Instance-segmentation dataset of residential floor plans, converted to a COCO-style schema and packaged as Parquet with embedded images. Each image is annotated with polygon masks for architectural elements (walls, doors, windows, rooms, fixtures, etc.).

  • Repository: phungpx/cubicassa5k-coco
  • Source dataset: CubiCasa5K
  • Format: COCO instance segmentation (polygon segmentation + bbox)
  • Modalities: image + structured annotations

Dataset Summary

Split Images Annotations Anns/image (mean) Unique resolutions
train 4,228 230,190 54.4 4,223
valid 748 40,275 53.8 748
total 4,976 270,465

Images are stored at their original, highly variable resolutions — nearly every image has a unique width × height (4,223 distinct sizes across 4,228 train images), so resizing/padding is required before batched training.

Categories

There are 9 category ids (08). Note that category 0 (objects) is a COCO root/supercategory placeholder and carries no annotations; the 8 real classes are 18.
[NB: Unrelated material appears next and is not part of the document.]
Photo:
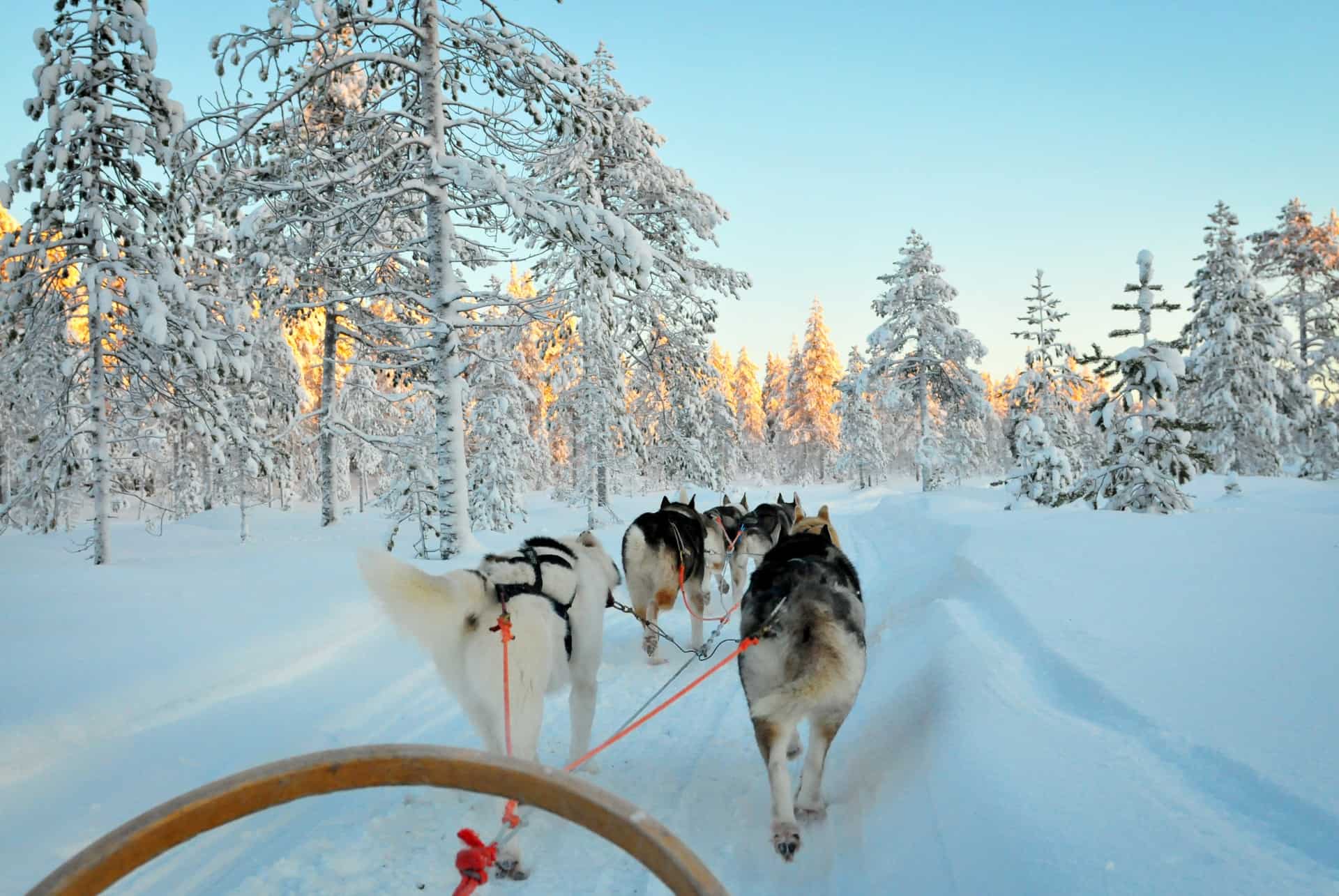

id name train annotations valid annotations
0 objects 0 0
1 bathroom 6,098 1,045
2 bed 29 4
3 door 41,642 7,328
4 kitchen 142 20
5 room 38,777 6,811
6 stairs 195 37
7 wall 106,340 18,605
8 window 36,967 6,425

Data Fields

Each row is one floor-plan image with all of its annotations:

Column Type Description
image_id int64 COCO image id
file_name string Original image filename
image Image The floor-plan image (PIL, decoded on access)
width int32 Image width in pixels
height int32 Image height in pixels
annotations Sequence[dict] (columnar) All instance annotations for the image
split string "train" or "valid"

annotations is stored columnar (a dict of parallel lists). Each instance has:

Subfield Type Description
id int64 COCO annotation id
category_id int32 Category id (see table above)
bbox float32[4] [x, y, width, height] (COCO xywh, absolute px)
area float32 Annotation area in px²
iscrowd int32 COCO crowd flag
segmentation float32[][] Polygon(s), each a flat [x, y, x, y, ...] list

Usage

from datasets import load_dataset

ds = load_dataset("phungpx/cubicassa5k-coco")
print(ds)

sample = ds["train"][0]
image = sample["image"]                       # PIL.Image
anns = sample["annotations"]                  # dict of parallel lists
n = len(anns["id"])
print(n, "annotations")
print(anns["category_id"][0], anns["bbox"][0], anns["segmentation"][0])

Data Quality Notes

From EDA over both splits:

  • No empty images. Every image in both splits has ≥ 1 annotation.
  • No cross-split leakage. 0 duplicate filenames shared between train and valid.
  • Severe class imbalance. The majority class wall dwarfs the rarest classes:
    • train imbalance ratio ≈ 3,667× (wall = 106,340 vs bed = 29)
    • valid imbalance ratio ≈ 4,651× (wall = 18,605 vs bed = 4)
    • bed, kitchen, and stairs are very rare and may need class weighting, oversampling, or focal-style losses.
  • Many small instances. Annotations with area < 1,024 px² (≈ 32×32):
    • train: 10,175 tiny annotations
    • valid: 1,773 tiny annotations
  • Variable resolution. Images span a wide resolution range and are mostly unique sizes; standardize/resize before training.
  • Placeholder category. category_id = 0 (objects) has no annotations and can be dropped when building a label map.

Splits

The dataset ships with two splits, train (4,228 images) and valid (748 images), preserving the upstream COCO split structure. There is no dedicated test split.

Curation & Processing

The dataset was loaded from CubiCasa5K COCO annotation files (_annotations.coco.json per split), validated, and pushed to the Hub with images embedded as their original compressed bytes (not re-decoded), keeping storage compact and preserving source fidelity. Annotations were converted to a columnar Sequence[dict] layout for efficient Parquet storage.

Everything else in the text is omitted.